The court also said that substantial interference with collective bargaining over essential rights violates Canadians' freedom of association. In 2007 the court found that the charter gives the same protection for collective bargaining as is contained in the international labour conventions that Canada has ratified internationally.

In interfering with free collective bargaining and imposing its ideology, the government is dangerously close to violating fundamental freedoms that generations of Canadians have fought hard for.

Restoring Mail Delivery for Canadians Act June 24th, 2011

Madam Speaker, as I said before, we have a growing problem in this country as we emulate the United States Republican model. We have growing gaps in income. We have a loss of the middle class. We have people who are the working poor.

I urge all members opposite to read The Spirit Level: Why More Equal Societies Almost Always Do Better, by Wilkinson and Pickett, to read real hard science on why the Scandinavian countries are way ahead of us in terms of happy, healthy societies that benefit all people and have a reasonable balance between big business, small business, and workers.

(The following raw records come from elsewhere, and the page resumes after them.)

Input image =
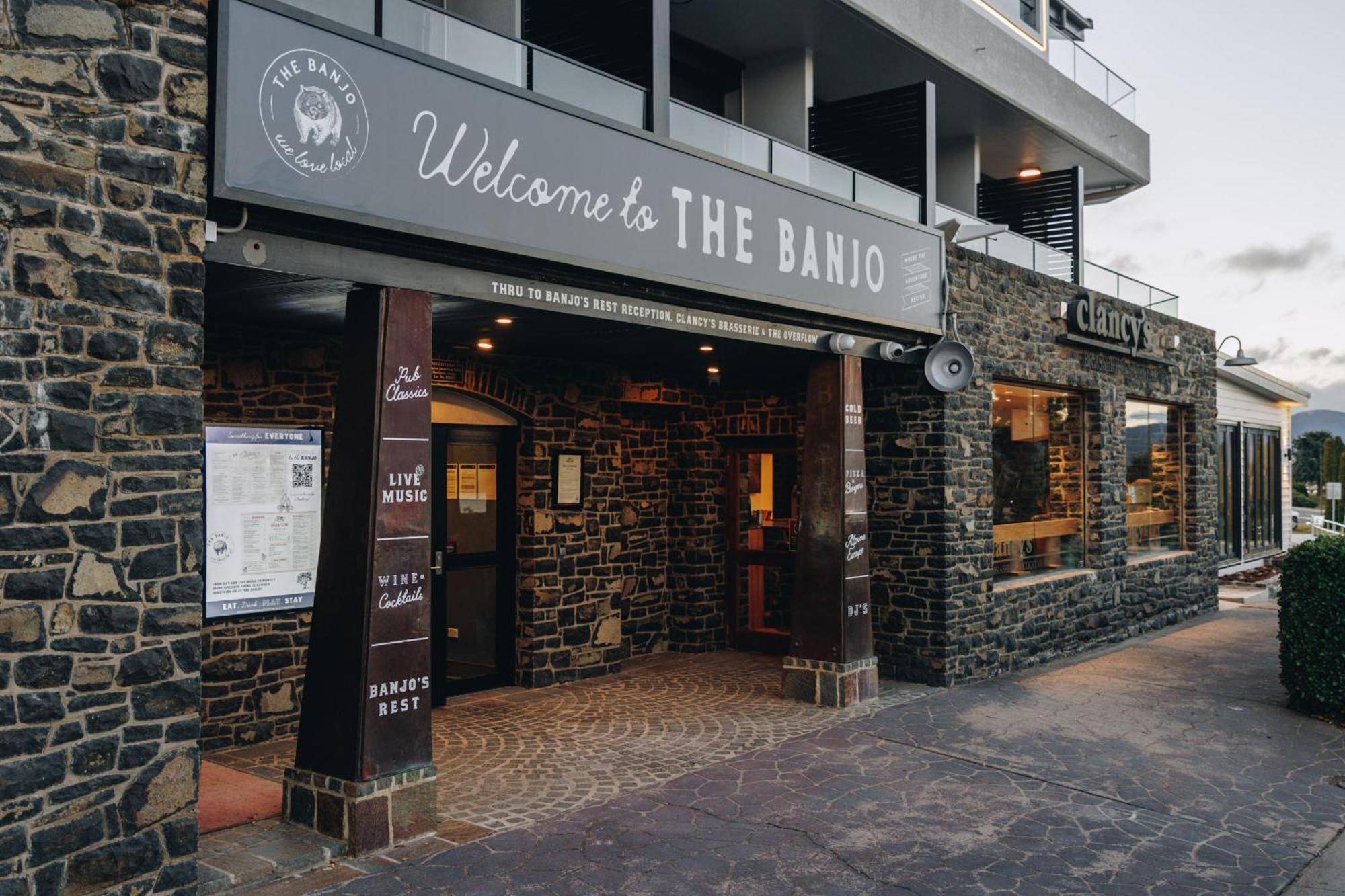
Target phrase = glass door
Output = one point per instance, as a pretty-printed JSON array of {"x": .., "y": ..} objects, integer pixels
[
  {"x": 473, "y": 559},
  {"x": 1230, "y": 493},
  {"x": 763, "y": 509},
  {"x": 1264, "y": 507}
]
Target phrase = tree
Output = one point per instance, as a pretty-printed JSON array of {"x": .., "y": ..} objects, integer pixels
[
  {"x": 1308, "y": 456},
  {"x": 1334, "y": 470}
]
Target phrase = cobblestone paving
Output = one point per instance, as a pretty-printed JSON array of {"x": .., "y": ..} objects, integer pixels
[
  {"x": 516, "y": 756},
  {"x": 1137, "y": 771}
]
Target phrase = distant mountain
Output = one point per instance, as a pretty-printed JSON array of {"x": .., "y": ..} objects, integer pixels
[{"x": 1332, "y": 421}]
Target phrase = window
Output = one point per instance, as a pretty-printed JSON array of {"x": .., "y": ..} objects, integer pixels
[
  {"x": 1153, "y": 478},
  {"x": 1038, "y": 439}
]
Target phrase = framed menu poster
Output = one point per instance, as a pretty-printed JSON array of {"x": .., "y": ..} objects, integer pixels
[
  {"x": 570, "y": 481},
  {"x": 264, "y": 516}
]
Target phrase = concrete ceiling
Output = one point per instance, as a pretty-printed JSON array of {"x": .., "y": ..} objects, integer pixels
[{"x": 855, "y": 57}]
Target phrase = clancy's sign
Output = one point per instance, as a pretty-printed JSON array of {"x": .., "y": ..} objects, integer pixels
[
  {"x": 332, "y": 126},
  {"x": 1110, "y": 326}
]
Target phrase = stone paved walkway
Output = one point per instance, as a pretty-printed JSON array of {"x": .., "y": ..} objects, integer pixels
[
  {"x": 516, "y": 756},
  {"x": 1168, "y": 766}
]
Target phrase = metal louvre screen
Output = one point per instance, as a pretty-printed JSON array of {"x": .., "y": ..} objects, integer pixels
[
  {"x": 1047, "y": 209},
  {"x": 880, "y": 134},
  {"x": 611, "y": 36}
]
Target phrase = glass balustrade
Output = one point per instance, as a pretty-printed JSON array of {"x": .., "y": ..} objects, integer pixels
[
  {"x": 886, "y": 197},
  {"x": 1113, "y": 283},
  {"x": 357, "y": 14},
  {"x": 428, "y": 30},
  {"x": 445, "y": 37},
  {"x": 1085, "y": 69},
  {"x": 719, "y": 136},
  {"x": 455, "y": 41},
  {"x": 731, "y": 140},
  {"x": 587, "y": 88}
]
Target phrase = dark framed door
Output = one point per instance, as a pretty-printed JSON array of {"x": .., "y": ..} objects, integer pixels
[
  {"x": 1264, "y": 517},
  {"x": 762, "y": 499},
  {"x": 473, "y": 534},
  {"x": 1230, "y": 462}
]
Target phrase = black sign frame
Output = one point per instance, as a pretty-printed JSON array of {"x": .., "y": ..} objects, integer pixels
[{"x": 220, "y": 189}]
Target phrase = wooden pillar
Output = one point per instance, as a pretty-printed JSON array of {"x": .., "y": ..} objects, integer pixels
[
  {"x": 832, "y": 661},
  {"x": 364, "y": 768}
]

Restoring Mail Delivery for Canadians Act June 24th, 2011

Madam Speaker, we have serious problems in Thunder Bay—Superior North in many of our rural areas. My riding is 100,000 square kilometres. There are 31 communities and nine first nations communities. The communities are not getting mail delivery every day. There has been a backlog due to cutbacks of staff and the use of part-time supplementary workers when needed. Small mom and pop operations that service the communities have been regularly closing, and they are being replaced by more affluent service centres, often operating out of one of our Shoppers Drug Marts at less convenient locations that are not close to those people.

It has been very clear for a long time that service is going down. It is time for the government to not only settle this labour dispute but to go about making the investments and making the commitments to make sure that rural delivery is enhanced and restored.